To increase weight/mass, you must be consistently consuming more calories than you expend.
To minimise the amount of fat gain, you want to keep that calorie surplus in the range of 500kcals per day.
Splurging on junk food and having too high of a surplus is your #1 way to skewing your muscle:fat ratio,
To ensure optimal gainzzz, aim for 1-2lbs of weight increase per week.
Keep track of your physique using a mirror and pictures (maybe not in the gym where people are trying to train, broseph).
Gaining too much fat? Decrease your calories a little.
Not gaining enough weight? Increase calories a little.
Track. Assess. Adjust. Repeat.
So how do you get started to ensure you don’t just get fat from day one?
Take your current calories to maintain weight and add 10%.
Hit that daily and track your progress over the next 2 weeks. Refer to above.
Once you hit a plateau, add another 10% and follow above steps.

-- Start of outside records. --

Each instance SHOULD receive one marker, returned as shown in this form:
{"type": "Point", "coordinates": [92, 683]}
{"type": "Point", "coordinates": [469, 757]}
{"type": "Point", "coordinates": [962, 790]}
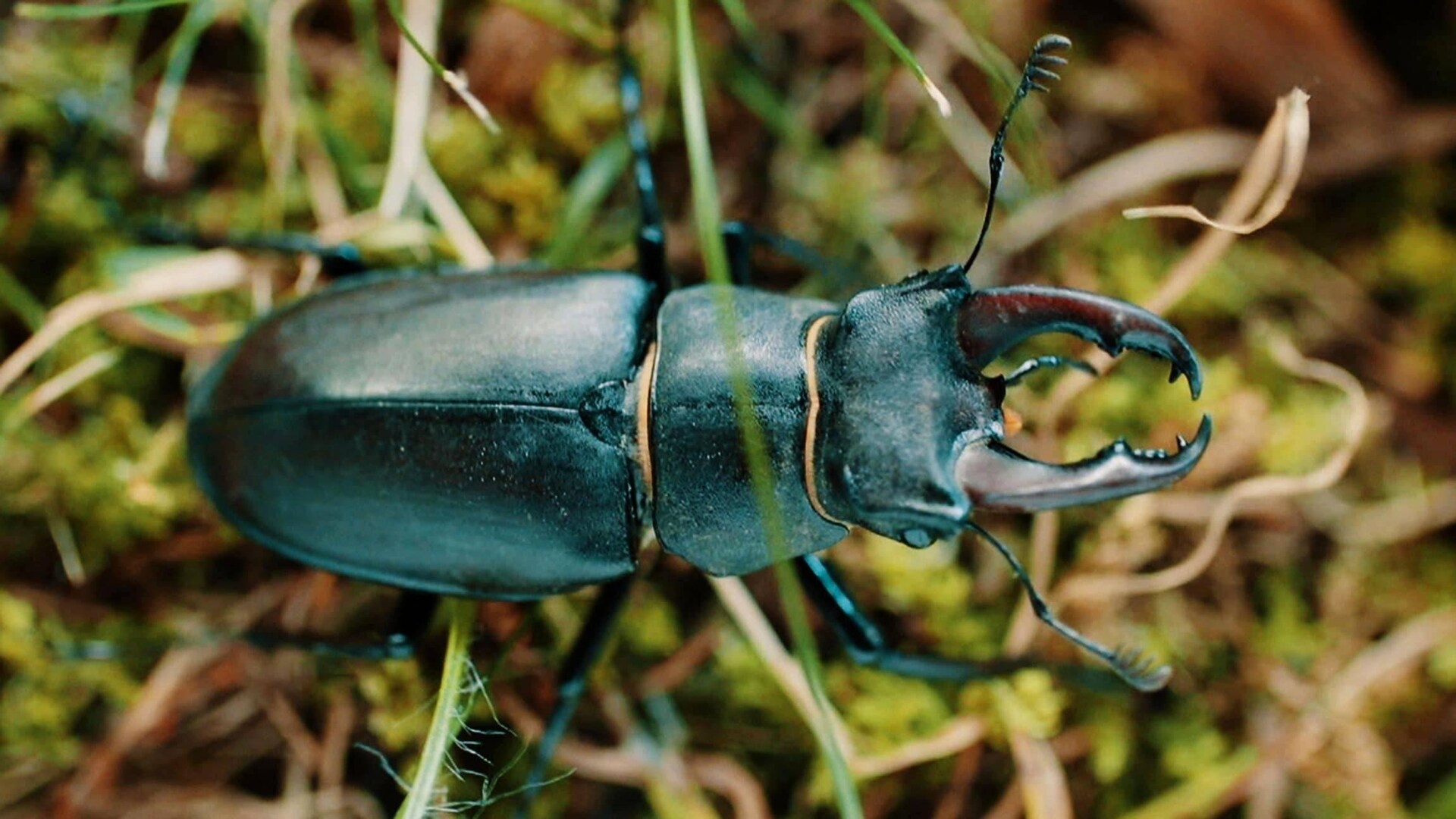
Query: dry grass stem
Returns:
{"type": "Point", "coordinates": [1136, 171]}
{"type": "Point", "coordinates": [278, 124]}
{"type": "Point", "coordinates": [55, 387]}
{"type": "Point", "coordinates": [1264, 487]}
{"type": "Point", "coordinates": [626, 764]}
{"type": "Point", "coordinates": [1397, 521]}
{"type": "Point", "coordinates": [191, 276]}
{"type": "Point", "coordinates": [1264, 168]}
{"type": "Point", "coordinates": [453, 222]}
{"type": "Point", "coordinates": [1041, 777]}
{"type": "Point", "coordinates": [406, 146]}
{"type": "Point", "coordinates": [1289, 129]}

Repeat until you are happy or until your bodyfat is verging on getting too high.
Spend 4-6 weeks bringing yourself back down to your new maintenance calorie levels before going into a cut.
This way you will soften the decrease in food volume and also allow your metabolism to adjust to it’s new weight before dipping into a calorie deficit.
One of the big mistakes made is people diving straight into the top range end of calories for their bulk too soon.
If your body has been surviving on 2,000kcals a day then suddenly introducing 3,500kcals tomorrow will mean it has not up-regulated to use those excess calories so they will go straight into storage.
Take your time.
Taper your calories up to required levels.
Track your calories weekly.
Assess your progress weekly/fortnightly.
Adjust calories where needed.
“If you ain’t assessing, you’re only guessing”.